Motherhood comes with a lot of beautiful experiences and many responsibilities. It is a full-time job in and of itself. Coupled with the creative and organizational responsibilities of a professional artist’s practice, motherhood can become a source of inspiration and an initiative to see the world through a different lens.

As many women do, Caitlin Teal Price, a forty-two-year-old artist, who grew up in Washington, DC, and returned to The District in the early 2010s after studying photography at the Yale School of Art, balances what it takes to actualize artistic inspiration with the concrete responsibilities of being a mother.

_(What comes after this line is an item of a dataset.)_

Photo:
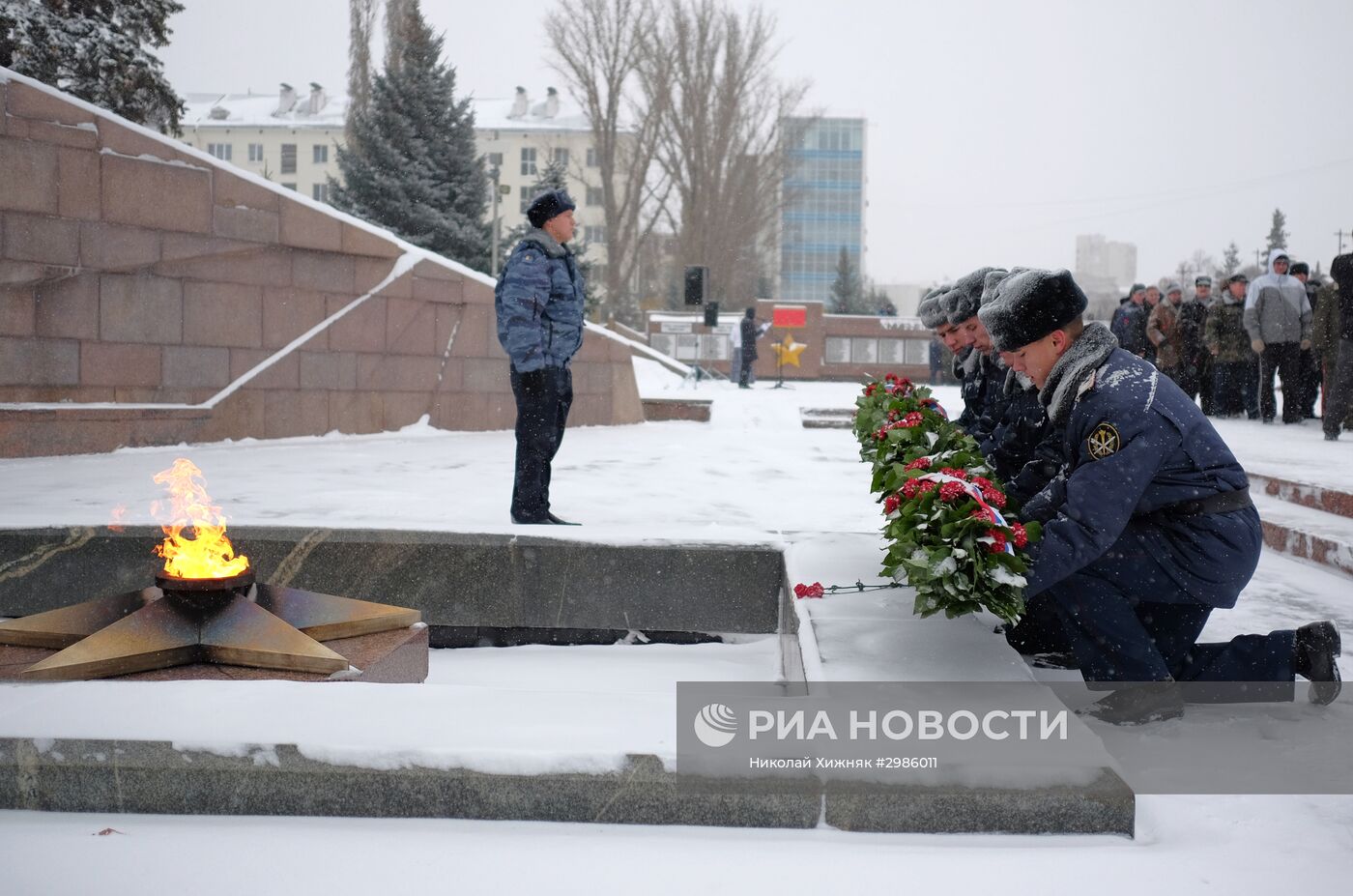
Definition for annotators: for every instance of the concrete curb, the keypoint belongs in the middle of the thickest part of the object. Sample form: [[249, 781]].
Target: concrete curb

Price’s work often reflects the humanity of her subjects, something that is evident in her breakthrough series of portraits “Stranger Lives” (2008-2015)which she made right up until having children.  In this body of work, Price photographed strangers on two New York City beaches (Coney Island and Brighton Beach) from above, capturing her subjects in a languid state. Curator Dorothy Moss wrote that the work is, “beguilingly brilliant not only in its open approach to the individual but also in the ways the series conveys a sense of both personal freedom and communal experience. The body of work has a kind of leveling effect, reminding us of the way we are equalized and brought into community on a beach. The sand becomes a canvas for shared imaginings to the alluring, melodic sound of waves.”

We asked Price what had changed after having children and how she wanted the world to perceive a working mother. She explained,

My work changed when I had children. I needed to find alternative ways to work. I no longer had the time and freedom to jump in my car for months at a time to travel around the country making pictures, like I did with my series Annabelle, Annabelle. I needed to find a way to work closer to home while surrounded by my family and children. I started looking at the world differently. And as a result, my practice and my work changed.”

Price’s current and ongoing series, “Scratch Drawings” signifies her shift as an artist, which was motivated by the constraints of becoming a mother. While working from her home studio she now incorporates the complexities of life into her pieces by adding drawing to her photographs.  She utilizes quotidian objects and found photographs as inspiration for her abstract drawings which are executed by scraping away photographic pigment with an x-acto blade. This new practice within Price’s oeuvre accounts for the constraints of everyday life while investigating domesticity, routine, ritual, and play.

Price says “ Becoming a parent is not easy, and maintaining an artistic practice is especially hard with young children, but I want to encourage all artists and mothers to push through the messy parts and to keep making meaningful work throughout all phases of life.”